Theater: Jolly Good Fellow

| 11 Nov 2014 | 02:01

    The retro pinstripe pants, the double-pocket white shirt, the hipster-signifying tie-and-jacket combo: As Nick Jones saunters down the center aisle at Ars Nova, an unsubtle smirk climbing up his face, he seems mischievous and childlike. There’s something woozily sarcastic about him, too, as he grips the microphone and offers the goony prelude to Jollyship the Whiz-Bang.

    Half the fun of the title is that it has so many meanings. For one, it’s the name of the jamming hardcore rock band that vamps its way through the show. From pulsating, thrumming chords to ballads that melt into a full-tilt of caterwauls, wails and plaints, the music owes more to Black Flag than to Broadway. Created by lead vocalist Jones and keyboardist Raja Azar, two hangers-on for the Bindlestiff Family Circus, the band’s website calls them a “pyrate puppet rock opera consortium.”

    But then there’s the subtitle for Jollyship, the theater show: “a pirate puppet rock odyssey.” This means you’ll spend the night watching a multitude of genres sexing each other up to phenomenal results.

    As there’s a story to Jollyship, this is also musical theater. Jones, who wrote the terrifically off-kilter script, is credited with Azar as the show’s co-creator, but it’s hard to see how things would have coalesced into such a subversive theatrical mosh-pit without director Sam Gold balancing the elements.

    At the center of the story is Clamp, an alcoholic Balinese puppet-pirate voiced by Jones who has been swilling his way across the seas in search of Party Island, a storied Babylon of babes and booze. You rarely notice Jones in character: Clamp is a dizzy and insulting prick whose surrounding cadre is so determinedly un-PC as to make Avenue Q’s perky puppets look like Benedictine monks. But when Jones steps out of character, singing “Don’t Mutiny (On Me),” “Tom” or “I Killed the Cabin Boy,” he looks like a young David Byrne with a dose of Robert Morse and a dash of Adam Levine, his voice fueled by a heaping coke-spoonful of Fred Schneider and unquestionably channeling Iggy Pop when he thrashes.

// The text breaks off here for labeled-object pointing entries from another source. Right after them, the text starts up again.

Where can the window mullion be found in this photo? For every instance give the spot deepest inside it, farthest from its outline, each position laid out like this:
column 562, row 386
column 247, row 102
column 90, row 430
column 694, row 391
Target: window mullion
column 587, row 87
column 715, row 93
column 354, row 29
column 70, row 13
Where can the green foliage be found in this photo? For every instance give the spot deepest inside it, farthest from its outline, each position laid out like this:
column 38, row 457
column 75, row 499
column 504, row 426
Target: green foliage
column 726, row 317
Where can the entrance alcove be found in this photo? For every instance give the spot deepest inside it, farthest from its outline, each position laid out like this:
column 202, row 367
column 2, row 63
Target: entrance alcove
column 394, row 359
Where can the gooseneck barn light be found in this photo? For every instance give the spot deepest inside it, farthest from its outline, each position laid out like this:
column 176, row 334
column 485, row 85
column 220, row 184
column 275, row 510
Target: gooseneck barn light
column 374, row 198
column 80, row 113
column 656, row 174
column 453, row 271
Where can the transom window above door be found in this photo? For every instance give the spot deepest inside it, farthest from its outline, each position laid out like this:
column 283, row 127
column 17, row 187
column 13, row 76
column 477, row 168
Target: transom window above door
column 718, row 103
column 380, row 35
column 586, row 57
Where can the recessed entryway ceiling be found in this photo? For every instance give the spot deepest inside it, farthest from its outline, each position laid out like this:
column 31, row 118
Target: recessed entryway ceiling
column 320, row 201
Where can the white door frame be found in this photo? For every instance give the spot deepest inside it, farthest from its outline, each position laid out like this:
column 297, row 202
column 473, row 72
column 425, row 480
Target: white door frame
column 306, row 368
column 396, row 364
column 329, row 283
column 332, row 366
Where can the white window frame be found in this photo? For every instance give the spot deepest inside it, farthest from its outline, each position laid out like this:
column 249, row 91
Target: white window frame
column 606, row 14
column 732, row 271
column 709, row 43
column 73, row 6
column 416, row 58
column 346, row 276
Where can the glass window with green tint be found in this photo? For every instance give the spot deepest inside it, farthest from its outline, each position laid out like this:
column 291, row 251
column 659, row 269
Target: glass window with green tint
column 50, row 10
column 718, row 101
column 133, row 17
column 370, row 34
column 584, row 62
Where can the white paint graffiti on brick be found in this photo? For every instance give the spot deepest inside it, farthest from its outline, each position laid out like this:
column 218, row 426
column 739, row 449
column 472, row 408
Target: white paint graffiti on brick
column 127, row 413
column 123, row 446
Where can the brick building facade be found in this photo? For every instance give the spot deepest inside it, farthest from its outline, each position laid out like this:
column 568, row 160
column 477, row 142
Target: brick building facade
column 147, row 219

    While a veritable ocean of challenges face the inebriated Clamp over the arc of the show, it’s when he goes clean that the comic tide washes in. Desperately missing Tom, his beloved cabin boy (a doll that’s a dead ringer for Mr. Bill—oh no!), he thinks his crew, which threatens to mutiny, forced the callow youth to walk the plank. As he suffers through delirium tremens, however, Clamp discovers the truth. (A round of applause goes to designer Paul Burn, by the way, for his low-tech, high-impact approach to the puppetry.)

    There’s also a huge rainstorm, demonstrated through spit-take-worthy special effects, to send the tale into full-throttle. This is when you appreciate the genius of Donyale Werle’s set (Clamp’s rinky-dink boat is a scream) as well as the band itself: Keith Frederickson on guitar, Daniel Kutcher on bass, Jesse Wallace on drums and Julie Lake and Steven Boyer on various vocals and puppet voices.

    The tempest turns out tragically for a smarmy puppet named Dennis, a shirtless boatswain whose chief feature is a cat o’ nine tails latched to his belt, but thankfully an effete crab comes along to enliven the plot. Though Clamp forgoes sailing to serve a higher power, you know Party Island’s pull will return him to the sea in the end. Yes, vagina jokes and too many songs make the briny mix even saltier, but Jollyship is still a swan dive into dopamine-deprived depravation. I especially loved the cameo for a horny raccoon and a squirrel. Like Jones, it was seriously nuts.

    Through June 28. Ars Nova Theater, 511 W. 54th St. (betw. 10th & 11th Aves.), 212-868-4444; $25.